The College increased compensation to acknowledge the immense work that faculty and staff have undertaken this year. They also had to consider the possibility that the deficit could increase in the next two semesters due to the unpredictable nature of the pandemic.
“The board had to think about that and balance the uncertainty with also wanting to make sure that we continue to be able to invest in the faculty and staff who work here, and think in clear-eyed ways about the tremendous work that occurred over March, April, May, June, July, and August,” President Ambar said. “Changing from two semesters to three semesters, along with all of the COVID mitigation work, I’ve described it as literally rebuilding the college from the ground up in about two and a half months.”
Future Uncertainty
Chair of the Board of Trustees Chris Canavan explained that, although the College is currently performing better than its initial projections, College leadership is still proceeding with caution.
“We’re happy to report that we’ve done better than what we projected,” Canavan said. “But we’re still facing an enormous amount of uncertainty, and so we need to make sure that we retain as much financial flexibility as possible. We just have to prepare for what might happen when it’s very difficult to see out more than a month or two.”
Vasquez-Skillings explained that enrollment remains the hard-to-predict variable which will determine the balance of the budget for the next two semesters.
“Actual spring and summer semester enrollments may impact our projections,” Vasquez-Skillings wrote. “We continue to monitor this situation closely, with our next checkpoint being spring enrollment.

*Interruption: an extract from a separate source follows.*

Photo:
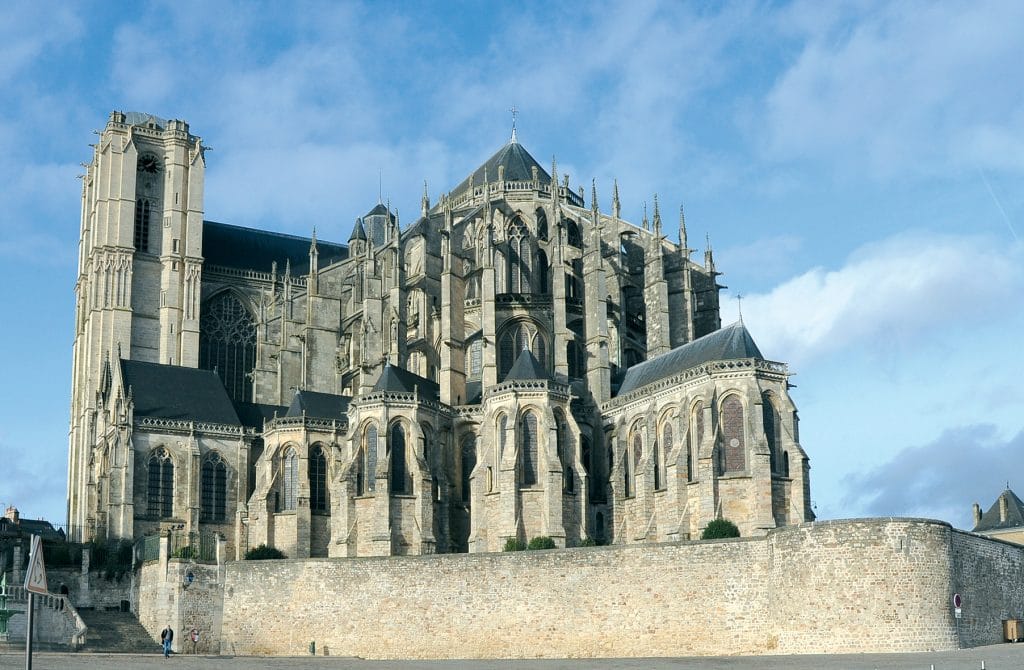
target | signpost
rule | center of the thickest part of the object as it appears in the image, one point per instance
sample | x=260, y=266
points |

We are hopeful to gain a stronger sense of spring enrollments before the end of the calendar year.”
Ambar discussed a few of the factors which make the future hard to predict.
“I’m optimistic about what this spring and summer will be, but the realist in me knows that all of the data and research says we will have a fall surge, and what that looks like in Ohio and how that looks in Oberlin is not predictable,” President Ambar said. “You all go home at Thanksgiving and then we all come back again in January, and we have to do the same thing that we did in August, which is test everybody. … All of those things make me a realist about what the spring and summer looks like, and therefore unable to give you a pinpoint prediction of whether this better performance that we’ve had financially will carry all the way through the spring.”
Should campus need to move fully online, Vazquez-Skillings wrote that the College would likely recoup funds from the eliminated costs of dining and on-campus programs. Reductions, she said, would likely come in the form of voluntary and mandatory furloughs, as well as reductions to compensation with the priority of filling any vacant positions.